@lissyx I am not getting the RIFF error. I am getting the EOFError. My files are .wav
(deepspeech-venv) ubuntu@ip-172-31-9-108:~/DeepSpeech$ python3 DeepSpeech.py --drop_source_layers 1 --alphabet_config_path /$HOME/Uploads/UrduAlphabet_newscrawl2.txt --checkpoint_dir /$HOME/DeepSpeech/dataset/trained_load_checkpoint --train_files /$HOME/Uploads/train.csv --dev_files /$HOME/Uploads/dev.csv --test_files /$HOME/Uploads/test.csv --epochs 2 --train_batch_size 32 --export_dir /$HOME/DeepSpeech/dataset/urdu_trained --export_file_name urdu --test_batch_size 12 --learning_rate 0.00001 --reduce_lr_on_plateau true --scorer /$HOME/Uploads/kenlm.scorer
I Could not find best validating checkpoint.
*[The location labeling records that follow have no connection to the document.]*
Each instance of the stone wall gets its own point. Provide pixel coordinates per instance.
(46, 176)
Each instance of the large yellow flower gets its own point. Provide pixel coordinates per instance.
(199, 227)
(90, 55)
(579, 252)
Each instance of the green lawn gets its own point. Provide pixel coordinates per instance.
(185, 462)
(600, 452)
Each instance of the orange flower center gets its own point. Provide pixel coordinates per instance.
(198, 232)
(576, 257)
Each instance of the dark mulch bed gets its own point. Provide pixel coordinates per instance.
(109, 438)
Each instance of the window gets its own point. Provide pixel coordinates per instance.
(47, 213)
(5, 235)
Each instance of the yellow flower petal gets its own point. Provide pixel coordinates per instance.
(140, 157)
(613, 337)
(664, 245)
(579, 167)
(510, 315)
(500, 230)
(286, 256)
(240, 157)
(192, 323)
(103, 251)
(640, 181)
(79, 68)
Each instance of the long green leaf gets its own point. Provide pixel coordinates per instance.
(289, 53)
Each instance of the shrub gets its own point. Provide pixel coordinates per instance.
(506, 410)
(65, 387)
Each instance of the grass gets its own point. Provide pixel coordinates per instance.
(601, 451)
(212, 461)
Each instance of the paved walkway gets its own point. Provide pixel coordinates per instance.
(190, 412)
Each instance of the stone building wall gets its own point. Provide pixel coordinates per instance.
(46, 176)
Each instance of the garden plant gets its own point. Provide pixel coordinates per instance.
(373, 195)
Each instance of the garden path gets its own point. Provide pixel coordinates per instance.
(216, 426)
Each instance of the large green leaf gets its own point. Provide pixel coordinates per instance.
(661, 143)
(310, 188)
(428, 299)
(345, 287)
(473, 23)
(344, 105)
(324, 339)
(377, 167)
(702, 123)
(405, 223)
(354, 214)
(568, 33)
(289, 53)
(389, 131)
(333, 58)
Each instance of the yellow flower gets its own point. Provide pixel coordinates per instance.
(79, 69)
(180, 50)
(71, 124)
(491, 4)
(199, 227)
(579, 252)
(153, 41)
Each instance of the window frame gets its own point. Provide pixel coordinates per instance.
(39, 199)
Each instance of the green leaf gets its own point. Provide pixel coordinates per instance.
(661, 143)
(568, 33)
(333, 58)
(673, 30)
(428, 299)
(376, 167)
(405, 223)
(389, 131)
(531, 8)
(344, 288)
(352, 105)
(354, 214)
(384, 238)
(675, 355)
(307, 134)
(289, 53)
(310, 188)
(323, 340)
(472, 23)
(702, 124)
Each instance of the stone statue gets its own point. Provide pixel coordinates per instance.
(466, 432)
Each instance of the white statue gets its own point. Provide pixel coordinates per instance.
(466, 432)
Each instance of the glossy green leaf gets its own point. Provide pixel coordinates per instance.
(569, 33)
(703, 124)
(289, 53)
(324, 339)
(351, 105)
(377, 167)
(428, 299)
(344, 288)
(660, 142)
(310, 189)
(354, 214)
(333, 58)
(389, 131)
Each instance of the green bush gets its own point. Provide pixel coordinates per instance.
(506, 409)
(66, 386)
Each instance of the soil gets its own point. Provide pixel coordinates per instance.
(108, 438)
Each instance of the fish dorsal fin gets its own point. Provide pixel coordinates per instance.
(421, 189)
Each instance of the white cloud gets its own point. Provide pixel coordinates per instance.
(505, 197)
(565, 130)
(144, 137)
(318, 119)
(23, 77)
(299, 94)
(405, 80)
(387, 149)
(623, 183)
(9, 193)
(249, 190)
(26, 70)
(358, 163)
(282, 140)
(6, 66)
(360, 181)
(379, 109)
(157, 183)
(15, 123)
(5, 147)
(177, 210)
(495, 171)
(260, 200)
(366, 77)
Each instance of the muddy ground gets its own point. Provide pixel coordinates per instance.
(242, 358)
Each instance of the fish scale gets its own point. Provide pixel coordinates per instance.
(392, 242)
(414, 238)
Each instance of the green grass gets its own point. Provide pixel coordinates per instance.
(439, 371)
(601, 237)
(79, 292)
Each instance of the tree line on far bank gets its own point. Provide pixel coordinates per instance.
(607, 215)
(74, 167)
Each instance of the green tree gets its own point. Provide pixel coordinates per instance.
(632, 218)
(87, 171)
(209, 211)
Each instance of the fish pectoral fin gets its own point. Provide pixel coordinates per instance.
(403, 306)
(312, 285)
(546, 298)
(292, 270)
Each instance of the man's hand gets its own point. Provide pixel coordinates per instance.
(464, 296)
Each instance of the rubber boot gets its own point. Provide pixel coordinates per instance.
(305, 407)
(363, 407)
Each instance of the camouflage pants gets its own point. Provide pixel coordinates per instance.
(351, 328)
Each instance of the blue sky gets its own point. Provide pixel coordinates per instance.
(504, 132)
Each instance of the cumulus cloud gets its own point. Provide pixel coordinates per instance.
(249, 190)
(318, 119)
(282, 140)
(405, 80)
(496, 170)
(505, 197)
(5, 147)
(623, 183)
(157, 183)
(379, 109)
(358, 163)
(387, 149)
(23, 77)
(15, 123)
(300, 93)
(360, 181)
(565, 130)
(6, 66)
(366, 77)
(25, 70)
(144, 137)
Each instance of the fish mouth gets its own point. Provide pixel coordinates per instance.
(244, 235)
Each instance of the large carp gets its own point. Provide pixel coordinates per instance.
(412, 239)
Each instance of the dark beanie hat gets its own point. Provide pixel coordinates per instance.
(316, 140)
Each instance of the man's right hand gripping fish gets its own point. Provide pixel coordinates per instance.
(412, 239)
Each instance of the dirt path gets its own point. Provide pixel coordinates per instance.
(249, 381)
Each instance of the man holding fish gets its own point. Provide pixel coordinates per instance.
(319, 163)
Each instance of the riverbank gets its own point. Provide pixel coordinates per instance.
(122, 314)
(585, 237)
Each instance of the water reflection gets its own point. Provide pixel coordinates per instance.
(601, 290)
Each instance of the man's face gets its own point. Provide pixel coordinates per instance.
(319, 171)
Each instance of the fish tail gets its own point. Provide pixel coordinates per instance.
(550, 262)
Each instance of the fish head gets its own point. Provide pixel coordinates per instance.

I Could not find most recent checkpoint.
I Initializing all variables.
I STARTING Optimization
Epoch 0 | Training | Elapsed Time: 0:00:10 | Steps: 3 | Loss: 146.564260 Traceback (most recent call last):
File "DeepSpeech.py", line 12, in <module>
ds_train.run_script()
File "/home/ubuntu/DeepSpeech/training/deepspeech_training/train.py", line 976, in run_script
absl.app.run(main)
File "/home/ubuntu/tmp/deepspeech-venv/lib/python3.7/site-packages/absl/app.py", line 303, in run
_run_main(main, args)
File "/home/ubuntu/tmp/deepspeech-venv/lib/python3.7/site-packages/absl/app.py", line 251, in _run_main
sys.exit(main(argv))
File "/home/ubuntu/DeepSpeech/training/deepspeech_training/train.py", line 948, in main
train()
File "/home/ubuntu/DeepSpeech/training/deepspeech_training/train.py", line 605, in train
train_loss, _ = run_set('train', epoch, train_init_op)
File "/home/ubuntu/DeepSpeech/training/deepspeech_training/train.py", line 571, in run_set
exception_box.raise_if_set()
File "/home/ubuntu/DeepSpeech/training/deepspeech_training/util/helpers.py", line 123, in raise_if_set
raise exception # pylint: disable = raising-bad-type
File "/home/ubuntu/DeepSpeech/training/deepspeech_training/util/helpers.py", line 131, in do_iterate
yield from iterable()
File "/home/ubuntu/DeepSpeech/training/deepspeech_training/util/feeding.py", line 114, in generate_values
for sample_index, sample in enumerate(samples):
File "/home/ubuntu/DeepSpeech/training/deepspeech_training/util/augmentations.py", line 221, in apply_sample_augmentations
yield from pool.imap(_augment_sample, timed_samples())
File "/home/ubuntu/DeepSpeech/training/deepspeech_training/util/helpers.py", line 102, in imap
for obj in self.pool.imap(fun, self._limit(it)):
File "/home/ubuntu/anaconda3/lib/python3.7/multiprocessing/pool.py", line 748, in next
raise value
EOFError
I am now able to attach the CSV files. Can you please help?
Archive.zip (100.4 KB)
The command I am using is:
python3 DeepSpeech.py --drop_source_layers 1 --alphabet_config_path /$HOME/Uploads/UrduAlphabet_newscrawl2.txt --checkpoint_dir /$HOME/DeepSpeech/dataset/trained_load_checkpoint --train_files /$HOME/Uploads/trainis.csv --dev_files /$HOME/Uploads/devis.csv --test_files /$HOME/Uploads/testis.csv --epochs 2 --train_batch_size 32 --export_dir /$HOME/DeepSpeech/dataset/urdu_trained --export_file_name urdu --test_batch_size 12 --learning_rate 0.00001 --reduce_lr_on_plateau true --scorer /$HOME/Uploads/kenlm.scorer
This is all set up on Ubuntu 16 with the default installation as on the web site. The setup is working fine for smaller files but doesn’t work when I try to combine transcripts from multiple sources into the same training file.